Archive for October, 2012

The book comes out in November, but already reviewers are praising Needle in the Bone. Here are some early reviews:

Needle in the Bone is the powerful tale of two young men’s courage, heroism, heartbreak, and survival during and after the Second World War. Both Poles, one man survived six concentration camps and three death marches, while the other was a Resistance fighter who, at age sixteen, commanded his own underground army of 100 men. Lovingly conceived, exhaustively researched, and beautifully written, this book is a magnificent achievement that not only provides important insights into the Holocaust and the Resistance, but also documents the indomitable will of two extraordinary men. — William Tuttle, author of “Daddy’s Gone to War”: The Second World War in the Lives of America’s Children,  and other books

Rich in factual detail and personal revelations, Needle in Bone is an intimate portrait of two friends who witnessed unimaginable atrocities during the Holocaust, and, in later years, grabbed a good share of happiness. The author, a loving friend of both men and their wives, holds the reader spellbound as she  elicits their indelible, horrific, and hope-inspiring stories. Caryn Mirriam-Goldberg’s authentic emotional presence and self-disclosure ends up being a huge gift to her readers, and the book is a valuable, highly personal, contribution  to the literature on Holocaust history.  –Harriet Lerner, PhD., author of The New York Times bestseller, The Dance of Anger, and Marriage Rules

Needle in the Bone is a compelling, story of two Poles—a Jewish resister who survived the Warsaw Ghetto, Auschwitz, and other Nazi atrocities, and an Underground fighter who fought and survived the Nazi regime.Author Caryn Mirriam-Goldberg weaves in her own story as a Jewish American, adding valuable context and insights into the lives and experiences of Lou Frydman and Jarek Piekalkiewicz. Mirriam-Goldberg, a skilled interviewer, draws out their life stories, and that of their wives, Jane Frydman and Maura Piekalkiewicz. The two couples paths cross on a Fulbright in Poland, and they return to Kansas, becoming close friends and entwining their lives.In the hands of the author, we come to know the Frydmans and Piekalkiewiczs, and to better understand America and ourselves as Mirriam-Goldberg reflects on their lives, her own life, and the America in which the two couples live.It is a very American story of survival, new beginnings, hope and laughter in the face of horror, and faith in human goodness. You can’t resist liking and caring about Lou and Jane, Jarek and Maura, and Caryn Miriam-Goldberg.

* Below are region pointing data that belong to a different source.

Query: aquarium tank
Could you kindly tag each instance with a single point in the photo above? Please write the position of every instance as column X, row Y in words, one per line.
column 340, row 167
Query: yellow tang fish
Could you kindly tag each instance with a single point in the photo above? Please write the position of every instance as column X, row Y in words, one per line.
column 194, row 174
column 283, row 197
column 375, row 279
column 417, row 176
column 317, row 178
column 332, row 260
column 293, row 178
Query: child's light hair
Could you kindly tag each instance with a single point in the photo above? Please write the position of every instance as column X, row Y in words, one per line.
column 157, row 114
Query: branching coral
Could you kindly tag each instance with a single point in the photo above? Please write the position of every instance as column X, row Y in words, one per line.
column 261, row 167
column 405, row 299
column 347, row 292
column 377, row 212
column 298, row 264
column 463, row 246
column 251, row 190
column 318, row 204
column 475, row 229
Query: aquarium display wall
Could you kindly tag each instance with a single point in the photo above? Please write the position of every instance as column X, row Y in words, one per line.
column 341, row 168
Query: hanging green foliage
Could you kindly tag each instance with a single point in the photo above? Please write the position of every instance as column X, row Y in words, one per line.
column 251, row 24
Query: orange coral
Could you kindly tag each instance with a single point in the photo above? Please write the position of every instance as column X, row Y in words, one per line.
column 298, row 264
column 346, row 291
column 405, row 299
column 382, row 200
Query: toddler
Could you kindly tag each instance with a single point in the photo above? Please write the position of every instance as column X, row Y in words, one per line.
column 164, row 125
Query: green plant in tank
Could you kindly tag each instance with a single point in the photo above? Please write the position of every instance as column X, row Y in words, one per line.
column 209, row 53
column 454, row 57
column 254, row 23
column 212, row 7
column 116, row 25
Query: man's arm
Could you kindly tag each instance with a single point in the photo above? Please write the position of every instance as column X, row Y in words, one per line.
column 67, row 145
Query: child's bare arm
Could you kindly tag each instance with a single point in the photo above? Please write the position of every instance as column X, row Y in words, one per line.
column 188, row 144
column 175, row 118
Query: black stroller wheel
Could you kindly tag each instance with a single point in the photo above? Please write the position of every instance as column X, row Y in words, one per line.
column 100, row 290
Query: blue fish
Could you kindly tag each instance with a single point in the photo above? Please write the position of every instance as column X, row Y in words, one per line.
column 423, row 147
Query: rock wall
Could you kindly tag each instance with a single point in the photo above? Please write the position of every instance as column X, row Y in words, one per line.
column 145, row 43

— David Katzman, Professor Emeritus of American Studies, University of Kansas

With a poet’s eye for beauty among the ruins, Caryn Miriam-Goldberg has crafted a contemporary tale of two different men with a history of woe in common.  A welcome addition to literature about the Holocaust, and a reminder that good sometimes does survive and prosper.

~ Leonard Zeskind, author of Blood and Politics: The History of the White Nationalist Movement from the Margins to the Mainstream.